The group’s findings were new, and show how much work needs to be done. “Many healthcare providers, especially within the hospital, demonstrate a strong focus on self, professional ‘here and now’ work and give less priority to ensuring proper patient follow-up,” says Hesselink. “Also, there is scepticism towards the value of feedback and integrating new practices, and handover practice is often ruled by informal habits. Consequently, community care providers are often not sufficiently informed about patient problems and outcomes, and handover problems often remain unspoken, with opportunities for improvement missed.”
Julie Johnson, a lead expert in systems improvement in charge of ensuring the study methods were applied in same way, has also played a key role in the programme. “The EU project is very ambitious because of the multiple sites, multiple languages, and diverse clinical focuses, --- understanding the process of handover through process mapping, individual interviews and focus group interviews with key stakeholders, and artifact analysis is a landmark opportunity.”

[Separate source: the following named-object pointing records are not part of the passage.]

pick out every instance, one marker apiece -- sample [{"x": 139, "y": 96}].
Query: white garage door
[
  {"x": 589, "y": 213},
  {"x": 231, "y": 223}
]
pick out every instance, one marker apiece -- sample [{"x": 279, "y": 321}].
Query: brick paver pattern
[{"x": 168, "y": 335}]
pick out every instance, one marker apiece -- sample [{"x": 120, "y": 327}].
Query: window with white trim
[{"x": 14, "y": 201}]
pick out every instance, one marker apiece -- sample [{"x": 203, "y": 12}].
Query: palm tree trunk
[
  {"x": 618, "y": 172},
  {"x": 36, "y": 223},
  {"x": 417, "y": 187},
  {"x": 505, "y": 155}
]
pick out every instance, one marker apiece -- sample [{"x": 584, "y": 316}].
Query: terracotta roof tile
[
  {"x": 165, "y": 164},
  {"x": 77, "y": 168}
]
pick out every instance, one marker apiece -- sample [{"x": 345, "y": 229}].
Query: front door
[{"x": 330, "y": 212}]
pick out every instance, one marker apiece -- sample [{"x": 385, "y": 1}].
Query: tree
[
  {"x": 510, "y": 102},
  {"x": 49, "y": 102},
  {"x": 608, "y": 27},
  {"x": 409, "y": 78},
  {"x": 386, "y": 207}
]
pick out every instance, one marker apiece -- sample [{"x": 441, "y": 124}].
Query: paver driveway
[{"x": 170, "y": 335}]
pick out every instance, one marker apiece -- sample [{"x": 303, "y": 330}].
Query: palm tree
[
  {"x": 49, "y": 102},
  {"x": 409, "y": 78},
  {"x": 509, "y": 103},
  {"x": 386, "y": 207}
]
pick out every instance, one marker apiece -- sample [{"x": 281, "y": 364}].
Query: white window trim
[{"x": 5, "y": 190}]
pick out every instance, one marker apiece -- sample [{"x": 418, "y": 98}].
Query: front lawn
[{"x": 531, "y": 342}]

It does not help to demonise the people involved in patient care. Johnson says: “Our healthcare system(s), regardless of the country we are talking about, are full of hard-working, dedicated professionals who do their very best to provide patient care in systems that are flawed. Ultimately, the focus on this grant has to be how we can improve systems of care to make it easier for our healthcare providers to do their work and provide excellent care.”
Barbara Kutryba, President of the European Society of Quality in Healthcare, and the Polish Coordinator, stressed that this is the first time the topic has been studied so thoroughly internationally in Europe: “All countries can and will learn from the outcomes of this project. We will roll out our final results at the final meeting in Florence, which will be visited by key stakeholders (patient representatives, professionals, managers, board of directors, politicians, EU delegates, researchers) from over 20 countries.”
Sunol talks about the lasting impact of the project: “The project will offer the EU the opportunity to learn about how to improve communication processes and how to develop effective handovers in health care organisations across the EU and bring the opportunity of learning from others’ experiences.”
Barach concludes: “Continuity of care is essential in ensuring safe and high-quality care transitions across Europe. It is our ethical duty to make this a priority. Patients and their families deserve better.”
Good transitions, says Barach, are the HANDOVER programme’s ultimate goal: “If you look at what our patients really want from us, they don’t want to be here at the hospital. “They want to be at home safely and with their loved ones.”